On Thursday, the Senate helped bring financial reform one step closer to reality by approving legislation designed to get at some of the roots, at least, of the economic destruction that Wall Street wrought two years ago. The vote was mostly split along predictable partisan lines, with a couple outliers on the Republican side and one Democratic vote against the bill from Sen. Russ Feingold. —KA
The New York Times:
Passage of the bill would herald the end of more than a generation in which the prevailing posture of Washington toward the financial industry was largely one of hands-off admiration, evidenced by steady deregulation. While the measure does not fully restore the toughest restrictions imposed after the Great Depression, it is a clear turning point, highlighting a new distrust of Wall Street, fear of the increasing complexity of technology-driven markets, and renewed reliance on government to protect the little guy.
The bill would create a council of high-level federal officials, led by the Treasury secretary, to try to detect, and perhaps prevent, systemic dangers to the financial system, and it would give the government new authority to seize and shut down failing financial institutions, by liquidating assets and forcing shareholders and creditors to take losses.
It would create a powerful consumer financial protection bureau, to be housed in the Federal Reserve, and widely expand the regulatory authority of the central bank.
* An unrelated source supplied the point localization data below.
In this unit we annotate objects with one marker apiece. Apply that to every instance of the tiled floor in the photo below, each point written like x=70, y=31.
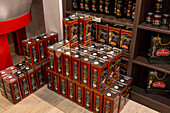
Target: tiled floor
x=47, y=101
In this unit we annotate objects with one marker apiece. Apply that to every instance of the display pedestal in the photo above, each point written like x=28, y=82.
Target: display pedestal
x=17, y=37
x=5, y=54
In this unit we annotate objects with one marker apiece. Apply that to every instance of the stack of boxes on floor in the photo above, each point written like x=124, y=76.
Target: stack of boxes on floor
x=17, y=82
x=86, y=72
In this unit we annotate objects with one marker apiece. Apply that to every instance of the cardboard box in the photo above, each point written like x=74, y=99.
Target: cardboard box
x=111, y=100
x=41, y=49
x=49, y=77
x=31, y=78
x=64, y=86
x=70, y=31
x=30, y=52
x=88, y=98
x=94, y=31
x=103, y=34
x=59, y=59
x=71, y=91
x=114, y=36
x=125, y=41
x=54, y=37
x=125, y=80
x=98, y=102
x=67, y=64
x=85, y=29
x=11, y=69
x=56, y=82
x=12, y=89
x=79, y=94
x=40, y=76
x=99, y=72
x=23, y=83
x=76, y=62
x=2, y=87
x=85, y=69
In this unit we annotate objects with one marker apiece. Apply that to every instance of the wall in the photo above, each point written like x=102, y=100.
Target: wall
x=53, y=16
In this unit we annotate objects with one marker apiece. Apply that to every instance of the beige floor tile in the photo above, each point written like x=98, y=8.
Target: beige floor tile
x=131, y=107
x=42, y=107
x=55, y=110
x=145, y=109
x=23, y=106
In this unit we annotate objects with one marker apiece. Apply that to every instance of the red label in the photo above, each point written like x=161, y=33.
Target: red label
x=163, y=52
x=159, y=84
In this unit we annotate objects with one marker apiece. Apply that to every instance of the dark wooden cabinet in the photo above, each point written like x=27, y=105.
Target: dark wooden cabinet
x=138, y=64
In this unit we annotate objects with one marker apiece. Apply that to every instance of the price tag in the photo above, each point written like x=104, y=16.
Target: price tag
x=96, y=19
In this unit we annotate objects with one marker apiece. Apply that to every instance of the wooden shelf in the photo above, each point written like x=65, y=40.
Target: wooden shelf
x=144, y=62
x=157, y=102
x=162, y=29
x=125, y=59
x=109, y=19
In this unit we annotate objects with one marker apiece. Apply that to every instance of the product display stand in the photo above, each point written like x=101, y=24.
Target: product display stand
x=137, y=63
x=7, y=27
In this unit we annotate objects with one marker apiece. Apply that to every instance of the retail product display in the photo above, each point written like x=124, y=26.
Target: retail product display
x=118, y=8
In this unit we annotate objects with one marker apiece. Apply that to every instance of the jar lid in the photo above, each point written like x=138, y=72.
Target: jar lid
x=157, y=16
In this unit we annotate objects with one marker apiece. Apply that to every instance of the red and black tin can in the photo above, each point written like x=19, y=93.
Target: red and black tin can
x=12, y=89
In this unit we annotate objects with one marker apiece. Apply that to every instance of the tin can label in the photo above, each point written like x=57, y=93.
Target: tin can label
x=41, y=78
x=2, y=88
x=97, y=104
x=25, y=86
x=59, y=63
x=33, y=82
x=9, y=93
x=95, y=78
x=49, y=80
x=85, y=74
x=67, y=68
x=75, y=70
x=56, y=83
x=63, y=87
x=16, y=92
x=42, y=51
x=34, y=54
x=71, y=91
x=107, y=106
x=88, y=95
x=103, y=79
x=79, y=95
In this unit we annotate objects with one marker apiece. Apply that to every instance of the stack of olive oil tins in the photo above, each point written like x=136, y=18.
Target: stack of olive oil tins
x=118, y=8
x=86, y=72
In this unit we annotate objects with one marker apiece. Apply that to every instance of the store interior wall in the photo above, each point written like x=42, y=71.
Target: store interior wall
x=53, y=16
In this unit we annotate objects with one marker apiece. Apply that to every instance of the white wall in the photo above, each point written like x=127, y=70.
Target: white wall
x=53, y=14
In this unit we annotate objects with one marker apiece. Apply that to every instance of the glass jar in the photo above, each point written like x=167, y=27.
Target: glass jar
x=165, y=19
x=149, y=17
x=157, y=20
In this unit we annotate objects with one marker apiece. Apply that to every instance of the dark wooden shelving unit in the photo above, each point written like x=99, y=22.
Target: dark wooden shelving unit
x=137, y=62
x=162, y=29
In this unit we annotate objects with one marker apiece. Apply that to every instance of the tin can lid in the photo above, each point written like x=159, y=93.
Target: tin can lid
x=9, y=76
x=86, y=59
x=76, y=56
x=94, y=54
x=96, y=63
x=29, y=42
x=122, y=80
x=19, y=72
x=37, y=39
x=109, y=94
x=116, y=87
x=44, y=36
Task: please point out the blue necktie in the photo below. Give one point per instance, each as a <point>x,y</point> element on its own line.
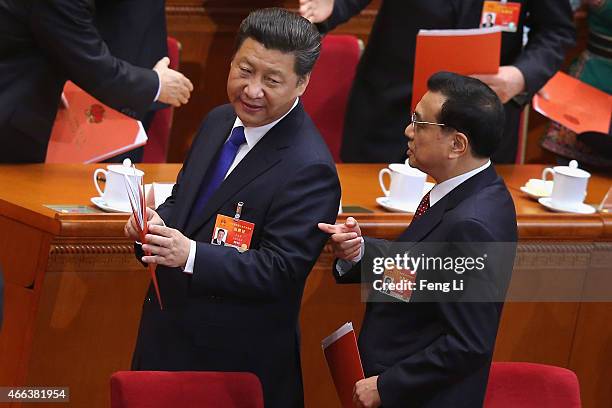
<point>217,170</point>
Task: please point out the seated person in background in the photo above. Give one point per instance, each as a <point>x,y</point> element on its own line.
<point>260,157</point>
<point>44,43</point>
<point>594,67</point>
<point>424,353</point>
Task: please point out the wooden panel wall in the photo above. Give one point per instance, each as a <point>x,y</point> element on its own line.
<point>206,30</point>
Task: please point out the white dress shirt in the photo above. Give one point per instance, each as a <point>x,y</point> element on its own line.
<point>252,135</point>
<point>436,194</point>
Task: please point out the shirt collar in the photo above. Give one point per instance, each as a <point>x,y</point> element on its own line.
<point>442,189</point>
<point>255,134</point>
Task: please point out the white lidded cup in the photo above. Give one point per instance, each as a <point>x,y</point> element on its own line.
<point>569,185</point>
<point>406,187</point>
<point>115,193</point>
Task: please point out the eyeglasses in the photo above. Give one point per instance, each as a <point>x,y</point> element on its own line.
<point>414,121</point>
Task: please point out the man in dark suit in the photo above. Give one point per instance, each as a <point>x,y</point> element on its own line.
<point>379,103</point>
<point>259,158</point>
<point>134,31</point>
<point>435,349</point>
<point>43,43</point>
<point>219,239</point>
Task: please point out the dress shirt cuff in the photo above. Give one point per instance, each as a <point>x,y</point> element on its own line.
<point>191,258</point>
<point>343,265</point>
<point>158,86</point>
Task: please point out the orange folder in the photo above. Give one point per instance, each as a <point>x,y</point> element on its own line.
<point>87,131</point>
<point>344,362</point>
<point>466,52</point>
<point>574,104</point>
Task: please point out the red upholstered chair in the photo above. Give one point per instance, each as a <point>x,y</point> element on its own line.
<point>156,149</point>
<point>330,83</point>
<point>529,385</point>
<point>185,389</point>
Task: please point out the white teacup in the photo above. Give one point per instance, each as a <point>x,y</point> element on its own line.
<point>569,185</point>
<point>115,193</point>
<point>406,188</point>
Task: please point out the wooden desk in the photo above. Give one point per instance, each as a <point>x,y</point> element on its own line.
<point>74,290</point>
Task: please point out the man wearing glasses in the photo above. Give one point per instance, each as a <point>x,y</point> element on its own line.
<point>435,351</point>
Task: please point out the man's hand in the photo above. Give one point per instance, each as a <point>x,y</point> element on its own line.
<point>175,87</point>
<point>316,10</point>
<point>507,83</point>
<point>346,238</point>
<point>365,393</point>
<point>131,227</point>
<point>167,246</point>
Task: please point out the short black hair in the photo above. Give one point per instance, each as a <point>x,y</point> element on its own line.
<point>472,108</point>
<point>282,30</point>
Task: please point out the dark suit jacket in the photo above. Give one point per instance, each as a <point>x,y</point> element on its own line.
<point>437,354</point>
<point>379,106</point>
<point>43,43</point>
<point>239,311</point>
<point>135,32</point>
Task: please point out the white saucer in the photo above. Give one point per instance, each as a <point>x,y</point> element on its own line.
<point>531,194</point>
<point>579,209</point>
<point>385,203</point>
<point>101,204</point>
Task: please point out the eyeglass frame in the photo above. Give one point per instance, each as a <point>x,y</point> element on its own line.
<point>413,121</point>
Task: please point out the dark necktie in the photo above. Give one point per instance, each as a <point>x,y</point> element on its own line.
<point>217,170</point>
<point>422,208</point>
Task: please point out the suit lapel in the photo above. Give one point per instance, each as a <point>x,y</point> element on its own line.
<point>199,162</point>
<point>418,229</point>
<point>266,154</point>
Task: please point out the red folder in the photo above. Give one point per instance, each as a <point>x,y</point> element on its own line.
<point>344,362</point>
<point>466,52</point>
<point>87,131</point>
<point>574,104</point>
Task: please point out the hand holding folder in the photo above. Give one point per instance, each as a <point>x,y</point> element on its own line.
<point>344,362</point>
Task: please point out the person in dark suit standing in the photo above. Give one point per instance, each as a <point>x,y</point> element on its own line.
<point>258,160</point>
<point>379,103</point>
<point>45,43</point>
<point>435,349</point>
<point>219,239</point>
<point>135,32</point>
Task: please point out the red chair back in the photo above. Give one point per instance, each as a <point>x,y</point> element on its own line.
<point>327,94</point>
<point>156,149</point>
<point>185,389</point>
<point>529,385</point>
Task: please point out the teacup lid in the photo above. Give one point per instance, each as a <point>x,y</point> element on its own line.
<point>125,168</point>
<point>572,170</point>
<point>406,169</point>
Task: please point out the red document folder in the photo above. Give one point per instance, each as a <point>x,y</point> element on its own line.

It would widen the purview of the Securities and Exchange Commission to strengthen regulation of hedge funds, other private equity firms, and credit rating agencies.
The bill also seeks to curb the most risky behavior on Wall Street, by restricting the ability of banks to invest and trade for their own accounts — a provision known as the Volcker rule, and by creating an extensive regulatory framework for derivatives, the complex financial instruments that were at the heart of the 2008 crisis.